Potentially Hazardous Home Chemicals: Women’s Voices for the Earth, a Montana-based nonprofit working to eliminate or reduce toxic chemicals in the home, released a report(PDF) last week that highlights health risks associated with cleaning products. Some products contain chemicals that are linked to fertility disorders in lab animals, according to the group. Here’s coverage from the San Francisco Chronicle.

Amnesty International Set to Affirm New Abortion Policy: “Despite an outcry from Roman Catholic and conservative leaders worldwide, Amnesty International seems likely to affirm a new policy supporting greater access to abortion when its top decision-making body meets next month,” reports The AP. Here’s Amnesty’s statement from June, defending access to abortion for women at risk.

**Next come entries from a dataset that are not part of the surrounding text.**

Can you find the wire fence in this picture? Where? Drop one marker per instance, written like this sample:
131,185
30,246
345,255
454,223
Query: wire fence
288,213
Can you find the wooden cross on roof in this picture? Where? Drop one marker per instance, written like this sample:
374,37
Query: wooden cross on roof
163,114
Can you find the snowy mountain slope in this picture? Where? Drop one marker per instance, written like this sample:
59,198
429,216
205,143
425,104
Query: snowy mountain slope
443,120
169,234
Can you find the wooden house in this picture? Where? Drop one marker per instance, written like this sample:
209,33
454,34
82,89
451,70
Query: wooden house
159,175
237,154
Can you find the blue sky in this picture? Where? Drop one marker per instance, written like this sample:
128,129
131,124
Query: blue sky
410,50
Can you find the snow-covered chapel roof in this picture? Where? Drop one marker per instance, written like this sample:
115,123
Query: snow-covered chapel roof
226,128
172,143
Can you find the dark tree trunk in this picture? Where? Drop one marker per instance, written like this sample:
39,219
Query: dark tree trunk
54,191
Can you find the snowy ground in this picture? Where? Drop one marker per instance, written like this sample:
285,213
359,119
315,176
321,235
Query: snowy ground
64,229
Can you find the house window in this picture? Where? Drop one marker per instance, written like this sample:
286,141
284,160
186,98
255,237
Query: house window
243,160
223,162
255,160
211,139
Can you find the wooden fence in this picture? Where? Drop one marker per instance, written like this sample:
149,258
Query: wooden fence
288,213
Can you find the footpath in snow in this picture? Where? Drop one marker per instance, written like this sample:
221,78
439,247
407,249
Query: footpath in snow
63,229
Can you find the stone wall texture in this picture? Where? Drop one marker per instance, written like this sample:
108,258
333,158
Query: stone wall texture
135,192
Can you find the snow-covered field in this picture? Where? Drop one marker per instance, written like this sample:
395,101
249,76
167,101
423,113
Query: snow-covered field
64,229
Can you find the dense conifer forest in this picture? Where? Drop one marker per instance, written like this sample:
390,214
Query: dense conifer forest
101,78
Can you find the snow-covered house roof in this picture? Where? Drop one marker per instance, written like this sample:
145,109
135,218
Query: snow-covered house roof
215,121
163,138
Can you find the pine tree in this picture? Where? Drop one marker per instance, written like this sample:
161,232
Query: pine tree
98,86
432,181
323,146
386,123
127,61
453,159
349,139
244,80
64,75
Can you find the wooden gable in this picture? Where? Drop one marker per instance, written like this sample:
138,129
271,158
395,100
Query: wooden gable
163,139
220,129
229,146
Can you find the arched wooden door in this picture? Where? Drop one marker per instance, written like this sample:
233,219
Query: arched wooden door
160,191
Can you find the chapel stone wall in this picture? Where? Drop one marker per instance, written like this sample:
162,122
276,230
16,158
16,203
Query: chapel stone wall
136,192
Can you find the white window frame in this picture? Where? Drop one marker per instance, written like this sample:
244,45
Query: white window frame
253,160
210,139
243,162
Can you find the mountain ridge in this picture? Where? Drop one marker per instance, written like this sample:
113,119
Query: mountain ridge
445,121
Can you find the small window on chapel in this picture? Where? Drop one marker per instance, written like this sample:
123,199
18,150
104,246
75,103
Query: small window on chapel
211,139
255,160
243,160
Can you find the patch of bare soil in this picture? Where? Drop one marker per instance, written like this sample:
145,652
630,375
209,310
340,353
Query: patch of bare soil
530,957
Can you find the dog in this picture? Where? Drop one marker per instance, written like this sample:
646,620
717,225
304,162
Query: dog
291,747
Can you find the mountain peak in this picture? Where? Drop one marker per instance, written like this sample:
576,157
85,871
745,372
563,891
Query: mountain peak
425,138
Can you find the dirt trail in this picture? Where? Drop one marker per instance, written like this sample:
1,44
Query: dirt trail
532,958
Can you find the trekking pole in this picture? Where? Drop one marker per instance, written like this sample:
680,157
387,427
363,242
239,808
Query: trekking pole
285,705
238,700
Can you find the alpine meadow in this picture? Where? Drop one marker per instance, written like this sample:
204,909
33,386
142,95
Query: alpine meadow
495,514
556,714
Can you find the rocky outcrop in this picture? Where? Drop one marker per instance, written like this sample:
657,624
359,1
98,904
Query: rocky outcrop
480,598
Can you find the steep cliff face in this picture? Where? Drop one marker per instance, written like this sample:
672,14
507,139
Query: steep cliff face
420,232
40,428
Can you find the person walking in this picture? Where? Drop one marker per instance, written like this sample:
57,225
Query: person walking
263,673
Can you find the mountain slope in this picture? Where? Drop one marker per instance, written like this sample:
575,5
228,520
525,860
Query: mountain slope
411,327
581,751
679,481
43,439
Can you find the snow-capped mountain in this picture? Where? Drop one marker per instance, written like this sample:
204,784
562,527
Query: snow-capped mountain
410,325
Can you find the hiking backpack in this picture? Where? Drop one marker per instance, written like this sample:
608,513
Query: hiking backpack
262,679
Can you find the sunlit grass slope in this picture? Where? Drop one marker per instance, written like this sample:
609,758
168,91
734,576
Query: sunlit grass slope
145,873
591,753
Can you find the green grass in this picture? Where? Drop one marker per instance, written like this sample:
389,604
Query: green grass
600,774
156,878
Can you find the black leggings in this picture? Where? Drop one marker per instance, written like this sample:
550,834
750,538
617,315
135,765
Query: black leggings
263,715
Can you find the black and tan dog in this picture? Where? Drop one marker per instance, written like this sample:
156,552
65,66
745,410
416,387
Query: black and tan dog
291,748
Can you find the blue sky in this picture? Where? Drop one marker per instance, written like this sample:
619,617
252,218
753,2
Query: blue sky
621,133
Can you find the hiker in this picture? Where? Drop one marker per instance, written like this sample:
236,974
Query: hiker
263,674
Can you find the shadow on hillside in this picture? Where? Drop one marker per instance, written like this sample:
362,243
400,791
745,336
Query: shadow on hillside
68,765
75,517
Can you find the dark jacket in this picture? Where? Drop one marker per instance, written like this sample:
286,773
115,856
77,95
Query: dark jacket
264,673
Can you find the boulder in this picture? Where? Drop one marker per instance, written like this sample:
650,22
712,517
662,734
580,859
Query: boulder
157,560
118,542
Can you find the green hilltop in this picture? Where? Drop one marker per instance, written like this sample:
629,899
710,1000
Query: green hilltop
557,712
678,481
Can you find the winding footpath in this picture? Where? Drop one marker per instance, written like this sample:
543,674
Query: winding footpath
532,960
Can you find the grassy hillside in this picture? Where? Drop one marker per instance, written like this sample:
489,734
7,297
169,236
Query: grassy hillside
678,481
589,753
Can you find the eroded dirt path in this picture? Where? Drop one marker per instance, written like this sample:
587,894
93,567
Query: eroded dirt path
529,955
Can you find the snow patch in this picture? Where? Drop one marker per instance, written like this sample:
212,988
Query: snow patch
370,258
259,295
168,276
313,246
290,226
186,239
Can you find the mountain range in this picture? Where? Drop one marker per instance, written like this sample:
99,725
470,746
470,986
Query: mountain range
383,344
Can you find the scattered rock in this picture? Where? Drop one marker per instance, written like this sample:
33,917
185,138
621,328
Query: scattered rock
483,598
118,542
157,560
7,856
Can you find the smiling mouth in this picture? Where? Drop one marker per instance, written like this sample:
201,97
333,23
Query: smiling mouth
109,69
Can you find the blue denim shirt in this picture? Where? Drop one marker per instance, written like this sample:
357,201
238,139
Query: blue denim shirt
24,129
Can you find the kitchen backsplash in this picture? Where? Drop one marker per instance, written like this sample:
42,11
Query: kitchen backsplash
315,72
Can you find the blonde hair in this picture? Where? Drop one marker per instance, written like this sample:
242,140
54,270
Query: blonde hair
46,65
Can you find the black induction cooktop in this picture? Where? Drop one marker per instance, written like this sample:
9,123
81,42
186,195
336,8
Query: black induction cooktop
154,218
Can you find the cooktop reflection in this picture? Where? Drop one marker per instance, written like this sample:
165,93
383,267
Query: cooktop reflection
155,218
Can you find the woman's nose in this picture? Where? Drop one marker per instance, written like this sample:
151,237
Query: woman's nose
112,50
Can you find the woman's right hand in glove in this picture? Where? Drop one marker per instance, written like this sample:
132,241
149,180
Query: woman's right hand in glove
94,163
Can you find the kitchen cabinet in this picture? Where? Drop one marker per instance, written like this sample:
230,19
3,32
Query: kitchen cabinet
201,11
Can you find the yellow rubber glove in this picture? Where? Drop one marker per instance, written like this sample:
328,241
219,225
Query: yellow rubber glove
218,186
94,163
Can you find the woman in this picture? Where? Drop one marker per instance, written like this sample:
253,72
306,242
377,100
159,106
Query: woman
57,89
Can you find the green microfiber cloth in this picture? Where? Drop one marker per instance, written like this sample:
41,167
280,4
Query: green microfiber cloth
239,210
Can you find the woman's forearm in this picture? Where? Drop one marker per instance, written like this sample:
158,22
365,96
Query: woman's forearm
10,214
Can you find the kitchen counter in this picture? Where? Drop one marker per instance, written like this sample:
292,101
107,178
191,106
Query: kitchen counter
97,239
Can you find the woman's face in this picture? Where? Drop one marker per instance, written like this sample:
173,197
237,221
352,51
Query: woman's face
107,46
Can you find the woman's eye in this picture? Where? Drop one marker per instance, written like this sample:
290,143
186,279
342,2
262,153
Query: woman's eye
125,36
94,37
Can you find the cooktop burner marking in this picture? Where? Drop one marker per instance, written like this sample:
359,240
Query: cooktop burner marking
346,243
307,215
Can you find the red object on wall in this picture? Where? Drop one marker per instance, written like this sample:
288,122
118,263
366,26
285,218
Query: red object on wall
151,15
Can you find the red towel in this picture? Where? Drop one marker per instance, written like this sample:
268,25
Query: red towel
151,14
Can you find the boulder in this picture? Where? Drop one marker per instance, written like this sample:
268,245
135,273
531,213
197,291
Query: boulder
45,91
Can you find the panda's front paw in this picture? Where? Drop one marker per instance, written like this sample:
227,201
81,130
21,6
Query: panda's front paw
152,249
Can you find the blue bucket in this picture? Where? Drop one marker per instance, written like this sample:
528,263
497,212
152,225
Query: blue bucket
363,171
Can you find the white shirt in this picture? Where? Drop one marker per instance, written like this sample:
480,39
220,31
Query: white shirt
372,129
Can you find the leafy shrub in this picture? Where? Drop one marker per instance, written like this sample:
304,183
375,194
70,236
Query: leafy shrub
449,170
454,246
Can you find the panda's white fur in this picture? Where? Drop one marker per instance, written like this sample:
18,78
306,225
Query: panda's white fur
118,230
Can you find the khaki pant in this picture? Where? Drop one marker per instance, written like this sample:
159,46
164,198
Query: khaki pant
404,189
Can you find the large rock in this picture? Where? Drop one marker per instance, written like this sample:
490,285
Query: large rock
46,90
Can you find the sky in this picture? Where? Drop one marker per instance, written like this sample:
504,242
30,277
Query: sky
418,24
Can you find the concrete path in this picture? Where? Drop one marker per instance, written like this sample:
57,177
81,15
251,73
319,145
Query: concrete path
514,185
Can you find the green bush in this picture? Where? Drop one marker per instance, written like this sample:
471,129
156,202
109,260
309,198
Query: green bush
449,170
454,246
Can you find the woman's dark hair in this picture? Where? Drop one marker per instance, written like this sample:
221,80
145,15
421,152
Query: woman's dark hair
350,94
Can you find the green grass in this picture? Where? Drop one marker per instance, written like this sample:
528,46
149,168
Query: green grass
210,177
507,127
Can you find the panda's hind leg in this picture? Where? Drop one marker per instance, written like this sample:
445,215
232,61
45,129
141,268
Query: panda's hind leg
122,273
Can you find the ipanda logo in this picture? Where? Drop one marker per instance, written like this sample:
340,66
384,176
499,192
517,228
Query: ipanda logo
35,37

Pioneer Feminist Theologian Dies: The Rev. Letty Russell, considered “a foremother of feminist theology,” and one of the first women hired to the faculty of Yale Divinity School, died July 12 at her home in Guilford, Conn. The cause was cancer, reports the L.A. Times. Nancy Richardson, a senior lecturer at Harvard Divinity School and a longtime friend, said, “She was teaching [feminist theology] before it had a name.”

“Feminist scholarship was not looked on as scholarship in seminaries,” Richardson said. “To be in academia and be a feminist at the same time wasn’t easy.”

A Slow Recovery, Slowed Down Even More: Part four of a NYT series on the recovery of New Orleans two years after Hurricane Katrina looks at the impact of closed hospitals. “Doctors’ offices sit empty behind five-foot-high water marks, and nearby clinics wait to be demolished. In back of one medical building, a gaping refrigerator still holds jars of mayonnaise and Mt. Olive Dill Relish,” writes Leslie Eaton. “Harder to see, but just as tangible, people here say, are the other ripple effects of the flood and the closed hospital: workers displaced, houses for sale and, of course, patients forced to seek health care many miles away. If they have returned to New Orleans at all, that is, given the grave wounds to the health care system.”

3 responses to “Double Dose: Reports from BlogHer, Welcome Back to The Sponge, And a Slow Recovery in New Orleans Goes Even Slower Without Hospitals”

  1. Quote from an African doctor working in Africa with AIDS patients, who studied in Madison, in response to a question regarding if he had magic wand what would change in the global AIDS fight. “People must have jobs. People must be able to generate livelihoods for themselves beyond just a scratch-by subsistence. Second, women have to become equal with men on safety, education, nutrition, and every other aspect of society. We have to eliminate-aggressively and maniacally-eliminate gender inequality. Because it is so much at the root of a lot of-forget about even HIV- a lot of what’s wrong with the world.”

  2. I’m surprised that Amnesty International hasn’t come out in support of abortion rights before now.

  3. Thanks for the linky love! We missed ya.

    As for AI…somehow in my teenaged mind (when I first joined AI), I felt that AI was in support of abortion rights and never questioned it until all this recent talk about them FINALLY taking a stand. Hmm…wonder where that came from?